Подробнее об этой дыре можно прочитать на Security Focus'e: http://www.securityfocus.com/bid/24778.

Многочисленные ошибки фильтрации и SQL/HTML инъекции

Техника SQL/HTML-инъекций отработана уже давно и вполне успешно. Допустим, при входе на некоторый сайт пользователь вводит свое имя и пароль, которые web-скрипт сравнивает с эталонными данными, извлеченными из базы, взаимодействие с которой может быть организовано, например, так:

$result = mysql_db_query("database", "select * from userTable
        where login = '$userLogin' and password = '$userPassword' ");

Листинг 5. Типичный пример запроса к SQL-базе.

Здесь: $userlogin - переменная с именем пользователя, а $userPassword - пароль, подставляемые в строку SQL-запроса. Если в теле имени или пароля присутствует парная закрывающая кавычка, то его остаток интерпретируется как последовательность SQL-команд. Посмотрим, что произойдет, если вместо пароля ввести строку "fuck' or '1'= '1". А произойдет при этом следующее. Базе данных будет послан запрос "select * from userTable where login = 'KPNC' and password = 'fuck' or '1' = '1'", в результате чего кавычка, стоящая после fuck'a, закроет пользовательский пароль, а остаток строки превратится в логическое выражение, обрабатываемое базой данных. Поскольку очень трудно представить себе ситуации, при которой один не был бы равен одному, то выражение всегда окажется истинным - вне зависимости от введенного пароля, в результате чего хакер сможет зайти на сайт под именем другого пользователя со всеми вытекающими отсюда последствиями.

Ролик, демонстрирующий технику SQL-впрыска на YouTube

Рисунок 8. Ролик, демонстрирующий технику SQL-впрыска на YouTube.

Для предотвращения SQL/HTML-инъекций необходимо осуществлять фильтрацию всего пользовательского ввода на предмет наличия недопустимых символов, но разработчики web-приложений люди ленивые и фильтрацию реализуют кое-как, спустя рукава, поэтому средства автоматической фильтрации, встроенные в платформу .NET, оказались большим подарком и завоевали всеобщую любовь и популярность.
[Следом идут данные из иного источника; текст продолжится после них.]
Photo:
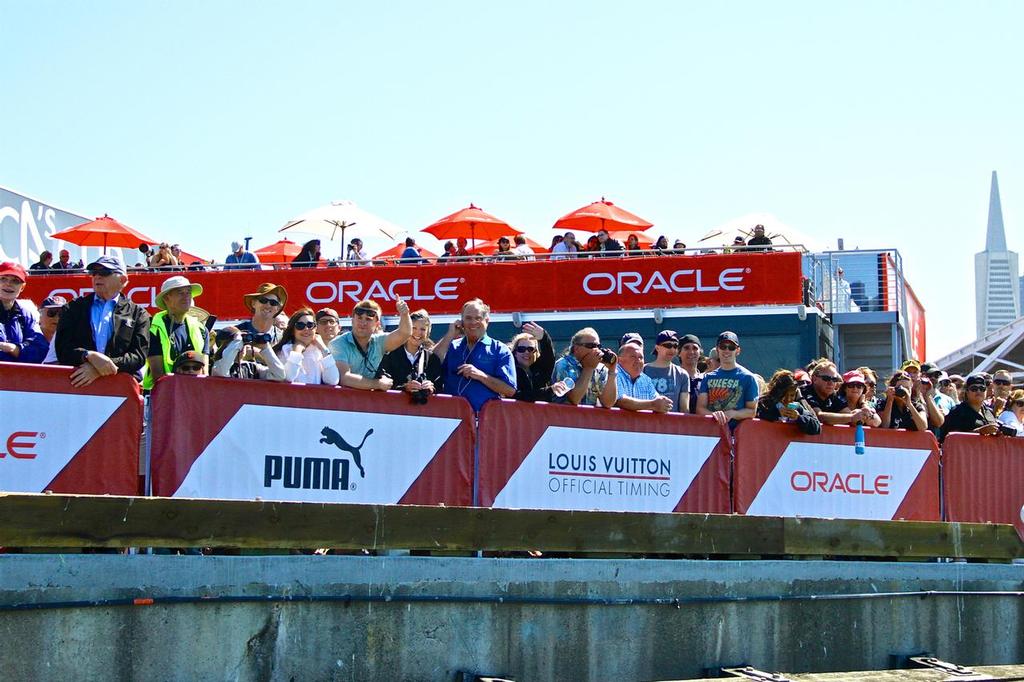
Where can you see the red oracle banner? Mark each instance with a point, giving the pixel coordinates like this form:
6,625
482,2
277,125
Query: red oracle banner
65,439
779,471
540,456
239,439
983,478
757,279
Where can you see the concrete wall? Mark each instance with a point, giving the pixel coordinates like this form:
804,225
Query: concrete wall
401,640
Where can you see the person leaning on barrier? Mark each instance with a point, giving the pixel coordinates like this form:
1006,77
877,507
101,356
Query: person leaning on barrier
730,392
236,350
265,303
782,402
581,376
898,408
475,366
635,389
306,357
670,380
328,324
412,366
854,397
359,352
535,359
689,357
190,363
104,318
973,415
1013,415
173,331
22,339
827,405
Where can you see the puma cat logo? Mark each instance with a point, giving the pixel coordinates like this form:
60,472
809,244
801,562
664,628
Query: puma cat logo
334,438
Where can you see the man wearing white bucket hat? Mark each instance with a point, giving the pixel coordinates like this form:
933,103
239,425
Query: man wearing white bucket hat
174,331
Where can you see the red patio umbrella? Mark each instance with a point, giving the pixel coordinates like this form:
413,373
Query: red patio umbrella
491,246
602,215
395,252
472,223
282,251
104,232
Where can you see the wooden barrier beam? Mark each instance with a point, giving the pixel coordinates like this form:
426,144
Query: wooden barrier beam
68,520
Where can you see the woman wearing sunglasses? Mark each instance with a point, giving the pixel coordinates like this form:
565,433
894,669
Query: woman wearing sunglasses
898,409
535,359
972,416
306,357
1013,414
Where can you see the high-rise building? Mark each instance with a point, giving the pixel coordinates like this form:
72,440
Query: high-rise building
997,296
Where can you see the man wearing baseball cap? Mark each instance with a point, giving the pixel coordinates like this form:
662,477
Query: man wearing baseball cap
103,320
20,338
174,331
328,324
973,415
670,379
730,392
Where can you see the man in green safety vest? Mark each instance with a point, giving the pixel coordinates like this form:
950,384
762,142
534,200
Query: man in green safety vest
173,331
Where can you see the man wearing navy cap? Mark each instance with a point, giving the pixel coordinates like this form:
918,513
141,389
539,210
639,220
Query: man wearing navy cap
730,392
107,320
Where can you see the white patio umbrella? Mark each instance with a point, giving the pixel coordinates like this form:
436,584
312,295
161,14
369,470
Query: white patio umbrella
337,218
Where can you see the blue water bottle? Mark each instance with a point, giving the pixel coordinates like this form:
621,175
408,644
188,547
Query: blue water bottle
858,439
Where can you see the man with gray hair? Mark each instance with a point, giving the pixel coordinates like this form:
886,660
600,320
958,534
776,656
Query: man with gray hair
241,259
581,376
475,366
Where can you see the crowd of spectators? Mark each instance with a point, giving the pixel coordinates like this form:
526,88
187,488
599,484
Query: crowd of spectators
166,256
103,333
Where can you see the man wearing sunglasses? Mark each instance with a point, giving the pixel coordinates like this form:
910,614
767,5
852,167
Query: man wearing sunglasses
823,397
730,392
103,320
670,379
972,416
359,352
173,331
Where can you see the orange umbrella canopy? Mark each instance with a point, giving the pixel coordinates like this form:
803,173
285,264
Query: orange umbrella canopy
395,252
283,251
103,232
472,223
623,235
601,215
491,246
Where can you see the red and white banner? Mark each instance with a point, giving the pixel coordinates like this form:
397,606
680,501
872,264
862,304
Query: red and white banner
983,479
239,439
65,439
539,456
756,279
781,472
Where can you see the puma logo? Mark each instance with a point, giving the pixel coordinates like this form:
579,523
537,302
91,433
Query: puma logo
333,437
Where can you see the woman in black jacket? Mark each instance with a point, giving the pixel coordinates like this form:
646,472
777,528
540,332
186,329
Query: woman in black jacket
406,363
782,402
309,256
535,359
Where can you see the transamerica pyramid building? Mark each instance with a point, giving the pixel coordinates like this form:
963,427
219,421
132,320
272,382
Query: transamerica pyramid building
997,297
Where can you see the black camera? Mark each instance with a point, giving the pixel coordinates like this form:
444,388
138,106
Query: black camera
421,396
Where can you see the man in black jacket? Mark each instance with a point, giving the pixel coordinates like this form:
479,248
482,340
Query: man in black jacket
104,320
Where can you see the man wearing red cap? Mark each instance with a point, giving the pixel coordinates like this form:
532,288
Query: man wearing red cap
20,338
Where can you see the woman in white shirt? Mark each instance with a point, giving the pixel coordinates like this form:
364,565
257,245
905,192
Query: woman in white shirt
306,357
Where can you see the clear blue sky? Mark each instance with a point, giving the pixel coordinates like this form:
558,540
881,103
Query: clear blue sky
199,122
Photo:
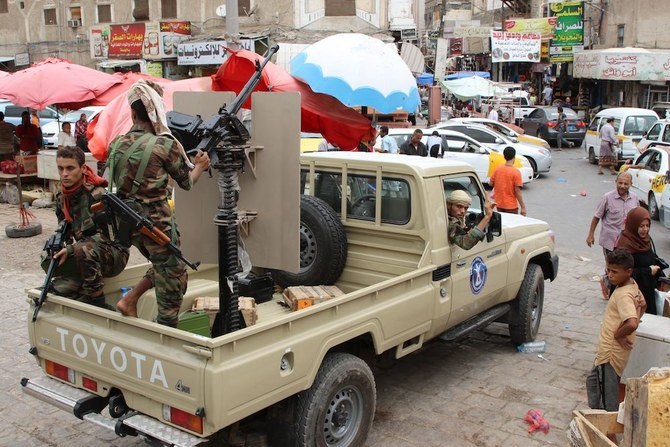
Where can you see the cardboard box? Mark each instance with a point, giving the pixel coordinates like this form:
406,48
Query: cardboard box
300,297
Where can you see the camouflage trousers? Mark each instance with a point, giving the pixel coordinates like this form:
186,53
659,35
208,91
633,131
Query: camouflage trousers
168,273
82,273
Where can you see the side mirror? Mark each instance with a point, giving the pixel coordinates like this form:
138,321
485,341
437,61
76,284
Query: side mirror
494,228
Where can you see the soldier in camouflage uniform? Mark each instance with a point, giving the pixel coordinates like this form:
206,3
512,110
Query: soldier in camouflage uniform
140,163
93,255
458,203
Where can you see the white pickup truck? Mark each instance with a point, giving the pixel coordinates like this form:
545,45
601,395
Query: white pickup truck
383,220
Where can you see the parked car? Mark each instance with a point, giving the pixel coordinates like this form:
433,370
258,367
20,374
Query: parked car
460,147
542,123
658,133
630,124
538,157
51,130
510,130
649,172
13,113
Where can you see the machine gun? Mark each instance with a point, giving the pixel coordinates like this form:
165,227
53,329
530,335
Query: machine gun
126,214
54,244
226,136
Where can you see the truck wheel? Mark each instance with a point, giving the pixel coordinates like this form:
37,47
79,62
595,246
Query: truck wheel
653,206
323,246
527,307
339,407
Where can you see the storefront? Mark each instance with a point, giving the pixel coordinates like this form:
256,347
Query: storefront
635,77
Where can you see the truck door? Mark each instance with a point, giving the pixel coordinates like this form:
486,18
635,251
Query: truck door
480,273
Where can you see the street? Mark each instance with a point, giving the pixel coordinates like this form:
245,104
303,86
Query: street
472,393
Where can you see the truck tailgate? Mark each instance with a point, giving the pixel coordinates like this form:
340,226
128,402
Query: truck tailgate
149,364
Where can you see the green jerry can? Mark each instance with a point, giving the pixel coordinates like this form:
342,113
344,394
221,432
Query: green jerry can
195,322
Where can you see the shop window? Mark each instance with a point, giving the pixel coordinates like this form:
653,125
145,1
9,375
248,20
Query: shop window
141,10
169,9
104,13
50,17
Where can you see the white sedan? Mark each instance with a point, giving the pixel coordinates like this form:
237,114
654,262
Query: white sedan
51,130
457,146
649,172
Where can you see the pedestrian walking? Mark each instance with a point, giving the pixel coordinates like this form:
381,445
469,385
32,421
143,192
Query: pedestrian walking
617,333
607,155
141,163
612,210
506,182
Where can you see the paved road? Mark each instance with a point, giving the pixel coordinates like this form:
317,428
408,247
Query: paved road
473,393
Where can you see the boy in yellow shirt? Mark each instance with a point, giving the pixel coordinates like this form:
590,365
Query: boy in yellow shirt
617,332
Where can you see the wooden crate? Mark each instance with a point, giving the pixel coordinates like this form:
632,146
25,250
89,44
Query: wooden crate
300,297
594,426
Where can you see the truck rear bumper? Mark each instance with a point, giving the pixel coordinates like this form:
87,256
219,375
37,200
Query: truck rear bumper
87,406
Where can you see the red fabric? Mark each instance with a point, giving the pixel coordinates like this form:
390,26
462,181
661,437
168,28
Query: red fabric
90,179
55,82
320,113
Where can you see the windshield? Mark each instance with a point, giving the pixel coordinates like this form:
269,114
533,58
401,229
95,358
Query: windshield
638,125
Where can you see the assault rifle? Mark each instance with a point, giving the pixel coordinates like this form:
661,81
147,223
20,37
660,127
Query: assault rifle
125,213
54,244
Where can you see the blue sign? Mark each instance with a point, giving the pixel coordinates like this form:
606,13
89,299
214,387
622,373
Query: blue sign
477,275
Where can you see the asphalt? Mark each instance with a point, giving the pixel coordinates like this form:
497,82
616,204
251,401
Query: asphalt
472,393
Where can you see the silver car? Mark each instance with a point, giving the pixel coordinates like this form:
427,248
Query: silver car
538,157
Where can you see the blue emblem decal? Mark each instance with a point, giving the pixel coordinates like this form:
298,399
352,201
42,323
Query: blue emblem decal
477,275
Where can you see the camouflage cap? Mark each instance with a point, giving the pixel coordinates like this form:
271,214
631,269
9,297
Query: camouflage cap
459,196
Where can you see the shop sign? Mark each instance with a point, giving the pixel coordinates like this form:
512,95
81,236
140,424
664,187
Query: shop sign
563,54
622,65
544,26
468,30
172,34
569,23
515,47
202,53
126,41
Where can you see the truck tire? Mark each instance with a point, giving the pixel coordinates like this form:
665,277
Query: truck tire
526,310
323,246
339,407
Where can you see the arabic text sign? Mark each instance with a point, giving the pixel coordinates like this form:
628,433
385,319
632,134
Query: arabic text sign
126,41
569,23
544,26
515,47
622,66
202,53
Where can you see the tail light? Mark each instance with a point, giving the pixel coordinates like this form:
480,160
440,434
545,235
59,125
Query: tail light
183,419
59,371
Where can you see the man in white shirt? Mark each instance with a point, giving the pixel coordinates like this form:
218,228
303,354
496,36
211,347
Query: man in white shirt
65,137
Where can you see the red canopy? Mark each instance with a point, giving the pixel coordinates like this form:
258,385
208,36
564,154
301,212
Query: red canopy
57,82
320,113
115,119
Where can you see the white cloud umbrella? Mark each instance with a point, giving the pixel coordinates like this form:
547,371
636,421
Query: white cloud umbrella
358,70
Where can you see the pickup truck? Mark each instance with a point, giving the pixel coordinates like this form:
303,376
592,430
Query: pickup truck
383,220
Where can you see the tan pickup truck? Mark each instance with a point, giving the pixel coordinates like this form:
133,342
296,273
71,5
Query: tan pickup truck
376,225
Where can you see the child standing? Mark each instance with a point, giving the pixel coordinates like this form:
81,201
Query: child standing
617,332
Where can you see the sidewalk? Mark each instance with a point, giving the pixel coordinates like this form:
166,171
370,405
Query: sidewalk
473,393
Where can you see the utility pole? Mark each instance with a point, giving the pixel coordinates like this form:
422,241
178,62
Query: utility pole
232,24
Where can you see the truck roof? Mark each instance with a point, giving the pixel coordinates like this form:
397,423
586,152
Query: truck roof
396,163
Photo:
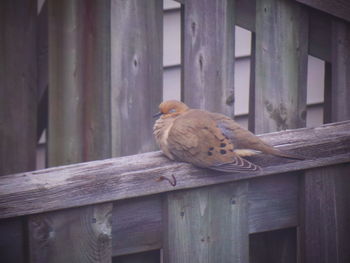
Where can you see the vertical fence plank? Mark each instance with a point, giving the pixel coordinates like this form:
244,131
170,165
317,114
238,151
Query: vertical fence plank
79,128
281,65
145,257
75,235
208,55
43,70
207,225
136,53
17,108
281,45
325,204
79,82
325,215
272,246
340,94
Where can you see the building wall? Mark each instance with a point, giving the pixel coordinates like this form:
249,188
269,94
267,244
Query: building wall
172,71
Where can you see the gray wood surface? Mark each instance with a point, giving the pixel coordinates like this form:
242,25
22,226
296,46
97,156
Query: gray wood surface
273,202
133,176
75,235
281,49
145,257
274,247
340,92
325,201
43,70
136,73
340,8
137,225
319,27
137,222
79,85
208,55
325,216
18,75
18,86
280,65
207,225
79,130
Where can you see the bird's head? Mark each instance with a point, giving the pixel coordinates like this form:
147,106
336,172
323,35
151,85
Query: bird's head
171,108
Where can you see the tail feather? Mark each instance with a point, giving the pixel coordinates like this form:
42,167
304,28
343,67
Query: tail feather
279,153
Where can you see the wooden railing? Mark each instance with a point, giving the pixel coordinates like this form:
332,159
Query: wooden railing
129,208
91,73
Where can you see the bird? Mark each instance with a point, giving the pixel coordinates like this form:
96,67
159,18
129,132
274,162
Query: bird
208,140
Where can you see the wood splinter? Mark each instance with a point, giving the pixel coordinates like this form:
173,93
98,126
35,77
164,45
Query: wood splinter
171,182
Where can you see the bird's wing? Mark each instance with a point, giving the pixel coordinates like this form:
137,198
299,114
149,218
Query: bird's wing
195,138
240,137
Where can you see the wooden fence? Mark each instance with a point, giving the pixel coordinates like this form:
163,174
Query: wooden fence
91,72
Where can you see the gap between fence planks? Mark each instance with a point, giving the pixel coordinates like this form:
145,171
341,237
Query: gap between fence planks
126,177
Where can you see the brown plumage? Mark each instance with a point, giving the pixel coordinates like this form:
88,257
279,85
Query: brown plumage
206,139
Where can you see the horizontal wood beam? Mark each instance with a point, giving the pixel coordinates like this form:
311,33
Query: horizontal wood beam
339,8
137,222
133,176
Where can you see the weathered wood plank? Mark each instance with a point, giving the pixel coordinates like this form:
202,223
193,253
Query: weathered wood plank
136,73
325,216
339,8
17,86
137,225
325,203
79,84
145,257
340,92
245,14
89,228
207,225
280,91
18,75
273,202
274,247
126,177
137,222
43,70
208,55
281,65
320,25
79,130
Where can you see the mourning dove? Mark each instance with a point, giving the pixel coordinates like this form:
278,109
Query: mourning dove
206,139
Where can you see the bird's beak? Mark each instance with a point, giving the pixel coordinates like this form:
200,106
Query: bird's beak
157,114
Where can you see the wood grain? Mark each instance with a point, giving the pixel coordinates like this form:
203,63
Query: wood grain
77,235
145,257
339,8
280,65
136,73
274,246
79,130
319,27
18,105
208,55
325,217
137,225
79,81
133,176
137,222
340,92
207,225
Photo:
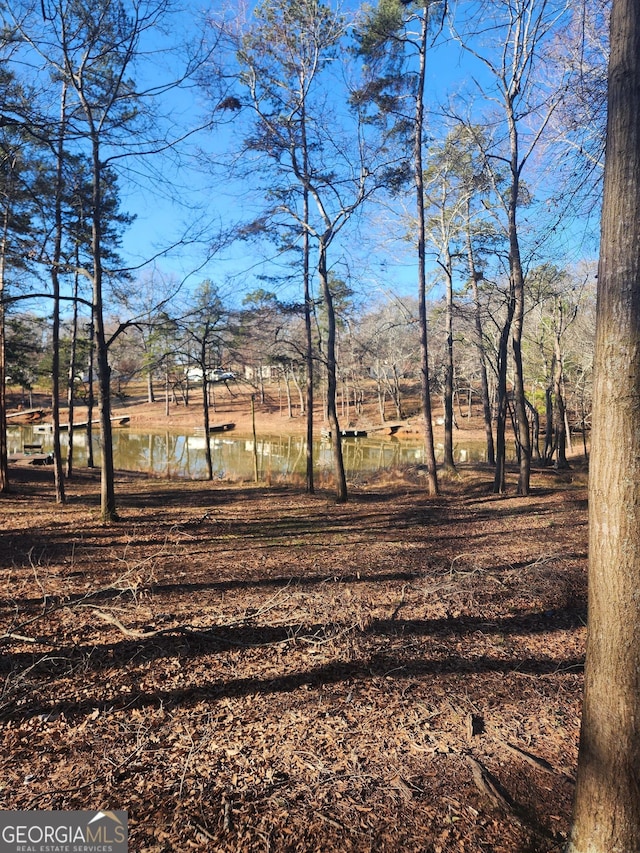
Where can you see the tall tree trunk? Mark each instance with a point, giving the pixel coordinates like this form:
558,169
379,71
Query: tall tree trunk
499,480
560,415
430,454
476,276
4,450
107,475
55,282
607,804
448,376
90,394
71,376
332,385
205,417
517,285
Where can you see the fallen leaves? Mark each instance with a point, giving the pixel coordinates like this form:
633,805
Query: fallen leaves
298,676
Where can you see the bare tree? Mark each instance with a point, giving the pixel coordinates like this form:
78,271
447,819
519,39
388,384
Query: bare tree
518,33
607,800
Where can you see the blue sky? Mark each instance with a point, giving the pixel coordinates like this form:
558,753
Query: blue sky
177,198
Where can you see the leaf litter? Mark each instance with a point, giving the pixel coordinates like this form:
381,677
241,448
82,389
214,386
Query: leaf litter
252,669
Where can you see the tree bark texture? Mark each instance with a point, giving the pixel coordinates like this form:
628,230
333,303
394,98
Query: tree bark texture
430,455
607,805
332,385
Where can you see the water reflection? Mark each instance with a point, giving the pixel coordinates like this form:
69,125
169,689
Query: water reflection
180,455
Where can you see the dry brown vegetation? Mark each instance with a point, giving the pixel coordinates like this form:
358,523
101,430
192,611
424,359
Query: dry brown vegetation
252,669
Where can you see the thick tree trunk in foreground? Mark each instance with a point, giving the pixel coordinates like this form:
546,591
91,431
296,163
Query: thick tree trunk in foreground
607,806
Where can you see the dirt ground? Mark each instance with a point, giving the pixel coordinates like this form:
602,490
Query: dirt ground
251,669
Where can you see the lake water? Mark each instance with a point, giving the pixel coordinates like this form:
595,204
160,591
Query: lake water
176,454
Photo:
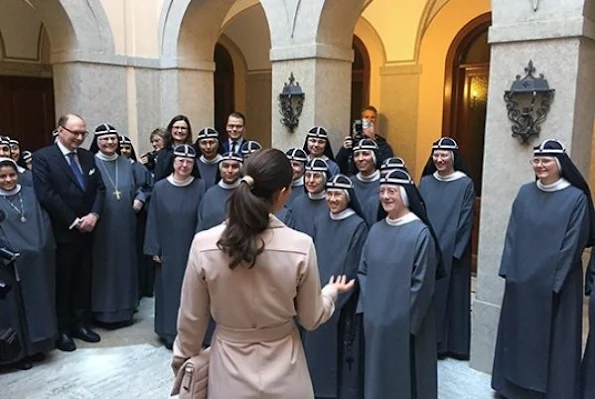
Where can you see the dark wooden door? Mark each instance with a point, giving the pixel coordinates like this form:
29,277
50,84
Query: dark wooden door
27,110
470,131
224,88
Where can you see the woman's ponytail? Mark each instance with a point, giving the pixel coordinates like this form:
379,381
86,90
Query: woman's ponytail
265,173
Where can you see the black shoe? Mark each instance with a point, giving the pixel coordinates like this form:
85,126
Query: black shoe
85,334
65,343
38,357
24,364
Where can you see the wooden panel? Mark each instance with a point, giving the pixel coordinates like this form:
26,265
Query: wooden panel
27,110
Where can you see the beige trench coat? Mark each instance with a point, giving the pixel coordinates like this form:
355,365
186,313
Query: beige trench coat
256,349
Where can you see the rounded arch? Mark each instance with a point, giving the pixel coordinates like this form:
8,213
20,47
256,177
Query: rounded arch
189,30
456,51
75,30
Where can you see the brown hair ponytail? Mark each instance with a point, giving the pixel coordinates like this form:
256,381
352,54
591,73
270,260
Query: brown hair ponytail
265,173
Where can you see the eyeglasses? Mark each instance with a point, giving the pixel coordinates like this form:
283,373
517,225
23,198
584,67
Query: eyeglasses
84,134
542,162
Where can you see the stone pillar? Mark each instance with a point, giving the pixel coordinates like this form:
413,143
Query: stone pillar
97,92
326,81
558,39
189,91
399,105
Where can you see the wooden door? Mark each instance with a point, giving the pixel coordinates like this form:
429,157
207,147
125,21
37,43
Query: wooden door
27,110
224,88
470,132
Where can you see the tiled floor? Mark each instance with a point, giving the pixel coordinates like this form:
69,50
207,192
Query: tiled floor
130,363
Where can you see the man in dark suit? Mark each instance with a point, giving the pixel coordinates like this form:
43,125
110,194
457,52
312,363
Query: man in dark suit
70,189
236,123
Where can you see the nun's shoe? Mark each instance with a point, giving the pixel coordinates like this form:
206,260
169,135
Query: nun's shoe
65,343
85,334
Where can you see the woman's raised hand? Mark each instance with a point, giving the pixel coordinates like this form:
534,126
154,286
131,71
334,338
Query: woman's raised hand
341,283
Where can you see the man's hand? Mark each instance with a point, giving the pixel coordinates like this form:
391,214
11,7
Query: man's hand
87,223
137,205
348,143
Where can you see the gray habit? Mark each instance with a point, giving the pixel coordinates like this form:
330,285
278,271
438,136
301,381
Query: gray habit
449,206
114,281
396,275
171,225
34,239
331,352
208,172
365,190
305,211
538,349
213,209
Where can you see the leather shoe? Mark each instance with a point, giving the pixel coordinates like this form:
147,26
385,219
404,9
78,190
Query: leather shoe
65,343
24,364
85,334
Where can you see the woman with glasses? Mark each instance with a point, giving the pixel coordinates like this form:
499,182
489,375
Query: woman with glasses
538,349
179,132
449,198
114,282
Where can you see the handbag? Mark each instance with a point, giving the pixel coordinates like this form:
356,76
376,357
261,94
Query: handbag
10,345
193,377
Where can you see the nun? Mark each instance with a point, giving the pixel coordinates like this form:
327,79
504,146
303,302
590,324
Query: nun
171,226
114,279
333,351
367,180
318,146
213,209
538,348
146,270
298,159
397,274
372,204
587,373
449,198
27,230
208,145
249,147
306,208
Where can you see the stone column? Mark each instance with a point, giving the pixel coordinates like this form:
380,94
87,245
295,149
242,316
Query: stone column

Между тем, качество автоматического фильтра оставляет желать лучшего и он содержит множество ошибок, затрагивающих, в том числе, и Microsoft .NET Framework 2.0, входящий в состав "неуязвимой" Висты.

Официальный сайт комании ProCheckUp

Рисунок 9. Официальный сайт комании ProCheckUp.

В частности, компания ProCheckUp (http://procheckup.com) обнаружила весьма "солидный" баг в системе управления контентом (.NET Content Management System или, сокращенно, .NET CMS), допускающим подстановку .NET-скриптов в поле 'lang' стандартного приложения 'logon.aspx', выполняемом в контексте уязвимого WEB-сайта, что позволяет реализовать атаку типа Cross Site Scripting путем отправки следущего GET-запроса:

GET /logon.aspx?lang=<SCRIPT>alert('Can%20Cross%20Site%20Attack')</SCRIPT> HTTP/1.1
Host: example.host.co.uk
Cookie: ASINFO=...; ASP.NET_SessionId=...; CNBOOK=...; ASPSESSIONIDSCDAQTST=...
Referer: http://example.host.co.uk:80/environ.pl
User-Agent: Mozilla/4.0 (compatible;MSIE 5.5;Windows NT 5.0;T312461;.NET CLR 1.0.3705)
Connection: close

Листинг 6. GET-запрос к logon.aspx, подставляющий .NET-скрипт в поле lang.